Por Ariel Torres
Dicen que la muerte es el
final del camino. También dicen que ella está tan segura de vencer, que nos da
toda una vida de ventaja. Frases, frases y más frases, algunas con verdadero
sentido, otras con sorna, y muchas sin asidero.
Lo real y verdadero es que
transitamos la vida como si nos perteneciera, como si el mundo girara a nuestro
alrededor y como si no le debiéramos nuestra existencia a nadie. Un error
monumental que pretendemos arreglar con nosotros mismos cuando nos toca el
hombro, cuando se nos acerca, cuando sentimos su aliento… cuando perdemos a
alguien cercano al alma.
Y ahí se nos llena el espíritu
de preguntas, por no decir otra cosa.
Los mandatos y prerrogativas
nos indican que de la muerte no se habla, que no se la trata, no se la toca, no
se la nombra, y cuando pasa cerca hay que persignarse y encomendarse al
altísimo, sin pensar demasiado en lo que hacemos o decimos. Creemos
–erróneamente- que es algo que sólo les pasa a los enfermos o a los viejos, por
una simple cuestión de que “así es como debe ser”.
Pero cuando ese molde se
rompe, cuando las cosas no son así, cuando esa entidad se abre paso
impiadosamente destrozando preconceptos establecidos por vaya a saber quien,
nos hacemos una y mil preguntas. Quien no perdió a un amigo, un hermano, un ser
querido en la plena juventud, que nunca debió haberse ido, que nos entristece
más de la cuenta y nos deja pensando que si no hacemos todo ahora y ya… quizás
no lo hagamos nunca. Pero vivir así sería imposible, un camino difícil de
mantener, un ritmo que nos llevaría a la locura, y a la soledad.
En estos días he perdido a mi
padre, y si bien estaba previsto dentro de las posibilidades de su estado de
salud, la verdad es que yo no quería que se fuera. Y me ocupé de decírselo, de
hacérselo saber. Pobre viejo, como si él hubiera podido hacer algo. Sin
embargo, tengo la fantasía de que cada una de mis visitas le hacía bien, lo
animaba, no lo dejaba entregarse para no sufrir más.
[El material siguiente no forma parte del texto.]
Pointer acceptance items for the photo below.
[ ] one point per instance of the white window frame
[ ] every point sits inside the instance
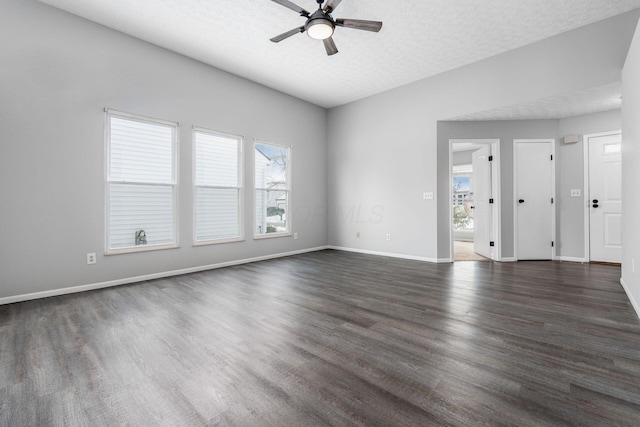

Porque ese sufrimiento a
veces trasciende los dolores físicos, y se estaciona del lado del cansancio y
de la indignidad de llevar adelante una vida de penurias, convirtiéndose en una
ausencia de libertad y decisión. Es allí cuando empieza la pelea con la mente,
porque cuando la lucidez está presente, uno se cuestiona si vale la pena vivir
así… y cuando las sombras ganan el pensamiento, pues nada importa porque el mundo
se transforma en ese halo de fantasía en que se internan los pensamientos
cuando se desconectan de la realidad.
Y nosotros, los que estamos,
los que queremos que no se vaya, que se quede a nuestro lado, que nos acompañe
más tiempo, nos vamos entristeciendo al mismo tiempo en que su vida se va
apagando, dándole la bienvenida a los tiempos de la resignación. O eso me han
contado, porque no estuve allí, no quise estar, no quise tener en cuenta todo
lo que sé, lo que leí, lo que me contaron, lo que especulan los que nunca
pueden quedarse callados, lo que inventan los que lo saben todo o lo que
simplemente dicen los que no tienen nada más para decir.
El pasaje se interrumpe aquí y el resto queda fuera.